Faire travailler les Belges plus longtemps : on n’en prend pas du tout le chemin

Baptiste Lambert

Les Belges sont de plus en plus nombreux à prendre leur pension avant l’âge de 65 ans. C’est ce qu’il ressort de l’étude annuelle d’Acerta. Dans le même temps, le nombre de personnes sujettes à burnout explose. Pour freiner le coût du vieillissement, le bonus pension, qui s’appliquera dès le 1er juillet, parait bien maigre.

La volonté politique et puis la réalité. La pension légale a été fixée à 65 ans, il y a plusieurs années. Le gouvernement précédent de Charles Michel (MR) a ensuite relevé cette limite à 66 ans, à partir de 2025, et à 67 ans à partir de 2030.

La question de savoir si les Belges suivront cet objectif reste entière.

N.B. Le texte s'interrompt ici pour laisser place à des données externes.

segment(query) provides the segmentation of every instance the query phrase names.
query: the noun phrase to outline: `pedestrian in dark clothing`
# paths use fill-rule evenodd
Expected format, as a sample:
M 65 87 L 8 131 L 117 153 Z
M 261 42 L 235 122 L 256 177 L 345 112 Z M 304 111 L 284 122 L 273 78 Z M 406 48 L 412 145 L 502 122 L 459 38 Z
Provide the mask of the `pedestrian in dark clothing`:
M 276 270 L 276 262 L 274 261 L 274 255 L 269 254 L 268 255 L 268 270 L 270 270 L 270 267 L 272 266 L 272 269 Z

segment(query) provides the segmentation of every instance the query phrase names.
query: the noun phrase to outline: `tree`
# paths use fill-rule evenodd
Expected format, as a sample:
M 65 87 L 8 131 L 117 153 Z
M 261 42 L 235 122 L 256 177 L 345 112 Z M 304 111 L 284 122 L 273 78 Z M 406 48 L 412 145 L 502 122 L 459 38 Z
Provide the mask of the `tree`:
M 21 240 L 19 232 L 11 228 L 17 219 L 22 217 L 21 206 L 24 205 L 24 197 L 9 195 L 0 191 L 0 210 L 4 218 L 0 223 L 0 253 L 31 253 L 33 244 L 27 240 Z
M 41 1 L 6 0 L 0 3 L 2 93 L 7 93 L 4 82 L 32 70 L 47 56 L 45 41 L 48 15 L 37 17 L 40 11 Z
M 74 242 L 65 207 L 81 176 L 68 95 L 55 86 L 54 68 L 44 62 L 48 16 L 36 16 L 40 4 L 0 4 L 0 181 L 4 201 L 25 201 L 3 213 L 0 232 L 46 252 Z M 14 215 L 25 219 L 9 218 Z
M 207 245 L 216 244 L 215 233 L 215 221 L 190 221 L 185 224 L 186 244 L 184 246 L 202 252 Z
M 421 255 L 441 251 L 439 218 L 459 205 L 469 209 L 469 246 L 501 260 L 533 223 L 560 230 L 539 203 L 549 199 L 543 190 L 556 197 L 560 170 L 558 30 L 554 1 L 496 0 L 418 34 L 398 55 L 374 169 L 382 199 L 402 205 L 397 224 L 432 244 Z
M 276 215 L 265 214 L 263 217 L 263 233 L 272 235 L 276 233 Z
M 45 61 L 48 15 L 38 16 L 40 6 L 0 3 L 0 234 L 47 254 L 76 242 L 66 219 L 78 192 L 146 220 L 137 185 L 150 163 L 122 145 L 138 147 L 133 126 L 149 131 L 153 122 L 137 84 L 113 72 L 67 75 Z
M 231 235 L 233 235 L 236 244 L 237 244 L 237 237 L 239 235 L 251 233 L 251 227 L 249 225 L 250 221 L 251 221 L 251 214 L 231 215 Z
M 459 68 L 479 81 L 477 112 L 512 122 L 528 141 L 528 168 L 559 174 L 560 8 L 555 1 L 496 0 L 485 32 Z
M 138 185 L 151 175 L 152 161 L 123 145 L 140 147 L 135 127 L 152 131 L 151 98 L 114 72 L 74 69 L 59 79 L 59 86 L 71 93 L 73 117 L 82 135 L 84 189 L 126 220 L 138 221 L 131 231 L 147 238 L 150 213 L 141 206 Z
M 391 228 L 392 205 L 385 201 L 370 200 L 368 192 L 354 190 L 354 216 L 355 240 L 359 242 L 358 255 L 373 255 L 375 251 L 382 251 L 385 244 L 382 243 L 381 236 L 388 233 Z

Les chiffres d’Acerta, dans son enquête annuelle, montrent que les Belges s’en éloignent. En 2019, 32,9% des Belges partaient à la pension avant l’âge de 65 ans. En 2023, ils étaient 41,6%. Dans le cas des secteurs de la construction, la logistique et le transport, on frôle les 60%, mais on y commence généralement sa carrière plus tôt. Du côté des indépendants, c’est encore plus important : l’année dernière, 2 indépendants sur 3 ont pris leur retraite avant l’âge de 65 ans.

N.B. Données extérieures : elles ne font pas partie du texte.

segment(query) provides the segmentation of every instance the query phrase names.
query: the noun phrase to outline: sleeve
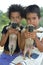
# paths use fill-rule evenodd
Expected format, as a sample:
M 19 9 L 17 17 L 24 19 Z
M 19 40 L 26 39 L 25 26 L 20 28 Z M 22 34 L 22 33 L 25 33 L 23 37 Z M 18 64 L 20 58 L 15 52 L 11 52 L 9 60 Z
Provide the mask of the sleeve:
M 3 28 L 2 32 L 1 32 L 2 34 L 6 34 L 6 33 L 7 33 L 6 27 L 7 27 L 7 26 L 5 26 L 5 27 Z
M 40 27 L 40 28 L 38 28 L 37 29 L 38 31 L 40 31 L 40 32 L 37 32 L 36 33 L 36 36 L 40 39 L 40 41 L 42 40 L 42 38 L 43 38 L 43 27 Z M 42 32 L 41 32 L 42 31 Z
M 43 38 L 43 33 L 37 33 L 36 34 L 37 35 L 37 37 L 40 39 L 40 41 L 42 40 L 42 38 Z

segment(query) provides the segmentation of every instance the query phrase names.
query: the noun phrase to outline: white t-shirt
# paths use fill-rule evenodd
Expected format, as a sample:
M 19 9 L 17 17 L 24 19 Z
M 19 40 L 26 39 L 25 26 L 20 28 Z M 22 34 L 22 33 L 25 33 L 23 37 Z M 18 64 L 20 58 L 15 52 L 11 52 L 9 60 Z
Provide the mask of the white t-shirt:
M 37 30 L 43 31 L 43 27 L 40 27 L 40 28 L 38 28 Z M 37 37 L 40 38 L 40 41 L 41 41 L 42 38 L 43 38 L 43 32 L 37 32 L 36 35 L 37 35 Z

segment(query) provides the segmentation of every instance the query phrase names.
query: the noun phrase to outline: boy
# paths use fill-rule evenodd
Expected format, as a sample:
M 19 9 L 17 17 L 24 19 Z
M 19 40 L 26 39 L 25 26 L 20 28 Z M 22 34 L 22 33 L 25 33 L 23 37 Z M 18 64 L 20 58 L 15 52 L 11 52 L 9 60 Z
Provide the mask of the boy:
M 20 21 L 23 17 L 23 7 L 20 6 L 20 5 L 11 5 L 8 9 L 8 17 L 11 21 L 10 23 L 16 22 L 16 23 L 20 24 Z M 19 43 L 18 43 L 18 40 L 17 40 L 17 46 L 16 46 L 16 49 L 14 51 L 13 56 L 9 55 L 9 53 L 10 53 L 9 48 L 8 48 L 9 35 L 10 34 L 18 34 L 19 32 L 16 31 L 14 28 L 6 29 L 8 26 L 5 26 L 2 30 L 2 39 L 1 39 L 1 42 L 0 42 L 0 46 L 4 46 L 4 51 L 3 51 L 3 53 L 0 57 L 0 65 L 9 65 L 9 63 L 14 58 L 16 58 L 16 56 L 18 56 L 19 52 L 20 52 L 20 49 L 19 49 L 19 46 L 18 46 L 19 43 L 20 43 L 20 38 L 19 38 Z M 20 37 L 20 34 L 18 34 L 18 35 Z
M 32 24 L 34 25 L 35 29 L 38 29 L 38 24 L 39 24 L 39 19 L 40 19 L 40 8 L 37 5 L 30 5 L 26 8 L 25 10 L 25 18 L 27 20 L 27 25 Z M 37 48 L 43 52 L 43 42 L 38 39 L 36 36 L 36 32 L 28 32 L 27 34 L 25 33 L 25 37 L 31 37 L 32 39 L 35 40 L 35 45 Z
M 38 29 L 39 28 L 38 24 L 39 24 L 39 19 L 40 19 L 40 8 L 37 5 L 30 5 L 30 6 L 26 7 L 25 18 L 27 20 L 27 25 L 32 24 L 32 25 L 34 25 L 35 29 Z M 42 33 L 40 33 L 40 34 L 42 34 Z M 41 41 L 39 40 L 37 33 L 35 31 L 23 33 L 22 37 L 23 37 L 23 35 L 25 36 L 25 38 L 31 37 L 33 40 L 35 40 L 34 46 L 36 46 L 39 49 L 39 51 L 43 52 L 43 40 L 42 39 L 41 39 Z M 24 49 L 23 39 L 22 39 L 21 49 L 22 50 Z M 17 65 L 26 65 L 26 64 L 30 65 L 28 61 L 27 61 L 27 63 L 25 61 L 18 63 Z M 30 61 L 30 63 L 31 63 L 31 61 Z M 31 65 L 35 65 L 35 64 L 33 63 Z

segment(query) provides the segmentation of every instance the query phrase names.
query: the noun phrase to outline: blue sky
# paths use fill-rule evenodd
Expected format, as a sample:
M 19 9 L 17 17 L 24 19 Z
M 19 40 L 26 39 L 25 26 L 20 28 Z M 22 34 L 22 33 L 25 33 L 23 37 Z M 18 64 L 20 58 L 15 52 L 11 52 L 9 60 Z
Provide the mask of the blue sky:
M 43 7 L 43 0 L 0 0 L 0 10 L 6 12 L 11 4 L 21 4 L 22 6 L 37 4 L 39 7 Z

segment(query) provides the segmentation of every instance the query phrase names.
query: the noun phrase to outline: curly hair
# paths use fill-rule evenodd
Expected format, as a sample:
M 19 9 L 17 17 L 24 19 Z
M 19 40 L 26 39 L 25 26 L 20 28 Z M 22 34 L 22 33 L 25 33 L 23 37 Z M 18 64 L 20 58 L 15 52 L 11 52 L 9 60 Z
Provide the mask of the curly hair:
M 19 12 L 21 17 L 23 17 L 24 8 L 21 5 L 13 4 L 8 8 L 8 17 L 10 19 L 12 12 Z

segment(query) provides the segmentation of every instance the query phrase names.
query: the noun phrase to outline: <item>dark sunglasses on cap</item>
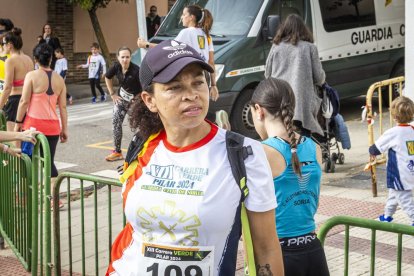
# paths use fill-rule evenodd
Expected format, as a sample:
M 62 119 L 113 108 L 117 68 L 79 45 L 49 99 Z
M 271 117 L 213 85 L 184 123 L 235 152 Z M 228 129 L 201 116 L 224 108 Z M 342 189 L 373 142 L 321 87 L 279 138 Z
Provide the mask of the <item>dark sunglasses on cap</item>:
M 157 12 L 157 10 L 150 10 L 150 12 Z

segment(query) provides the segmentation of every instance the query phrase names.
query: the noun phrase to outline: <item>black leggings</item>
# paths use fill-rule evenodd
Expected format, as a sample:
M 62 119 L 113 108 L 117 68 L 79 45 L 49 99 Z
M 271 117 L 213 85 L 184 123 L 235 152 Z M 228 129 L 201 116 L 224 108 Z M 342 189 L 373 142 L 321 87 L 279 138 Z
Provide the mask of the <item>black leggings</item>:
M 121 100 L 119 104 L 114 104 L 112 113 L 112 131 L 114 134 L 115 151 L 118 153 L 121 153 L 122 123 L 124 122 L 128 108 L 129 102 L 125 100 Z
M 56 166 L 55 166 L 55 153 L 56 153 L 57 143 L 59 142 L 59 135 L 46 136 L 46 139 L 49 142 L 49 148 L 50 148 L 51 177 L 57 177 L 58 170 L 56 169 Z M 43 156 L 43 153 L 41 153 L 41 155 Z
M 329 276 L 325 252 L 315 234 L 279 241 L 284 241 L 281 247 L 286 276 Z
M 92 96 L 94 96 L 96 98 L 96 91 L 95 91 L 95 86 L 96 88 L 98 88 L 99 92 L 101 93 L 101 95 L 105 95 L 105 92 L 102 89 L 101 86 L 101 80 L 100 79 L 89 79 L 89 84 L 91 85 L 91 92 L 92 92 Z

La relation au travail semble se dégrader. Si on leur laissait le choix, 8 Belges sur 10 prendraient leur retraite avant 65 ans. Ces chiffres sont à mettre en parallèle avec l’explosion des maladies de longue durée. Environ 1 travailleur sur 6 présentait un risque élevé de burnout en 2023. En 2014, ils n’étaient que 1 sur 10, a révélé, lundi, une étude du Service pour la prévention et la protection au travail, Idewe. Le pourcentage de personnes souffrant “d’un épuisement émotionnel important” est passé de 22% à 30% dans le même laps de temps. Un travailleur sur cinq est sujet à “une distanciation élevée” par rapport à son travail – il n’en voit pas l’utilité.

Bonus pension

On savait déjà que la réforme des pensions était totalement insuffisante pour régler le coût du vieillissement. La Commission européenne ne devrait d’ailleurs pas donner sa bénédiction à la réforme de Karine Lalieux (PS), car elle n’est pas assez soutenable financièrement, ce qui aura sans doute un impact sur l’argent du plan de relance que l’Europe accorde à chaque État membre.

Il est permis de douter que le seul bonus pension améliore significativement la situation. Alors qu’il entrera en application ce 1er juillet, il accordera, à la première date possible de départ à la pension, 3.927 euros la première année de travail supplémentaire, 7.855 euros la deuxième, et 11.782 euros la troisième. Au total, le bonus pension pourra donc s’élever à 23.565 euros.

Qui voudra travailler trois années de plus, alors que 4 Belges sur 10 ne vont déjà pas jusqu’au bout ? D’autant que, dans le même temps, la pension minimum a sérieusement augmenté depuis 2020 : de 327 euros nets pour un isolé et de 558 euros nets pour un ménage. Le travailleur doit pour cela justifier une carrière de 20 ans.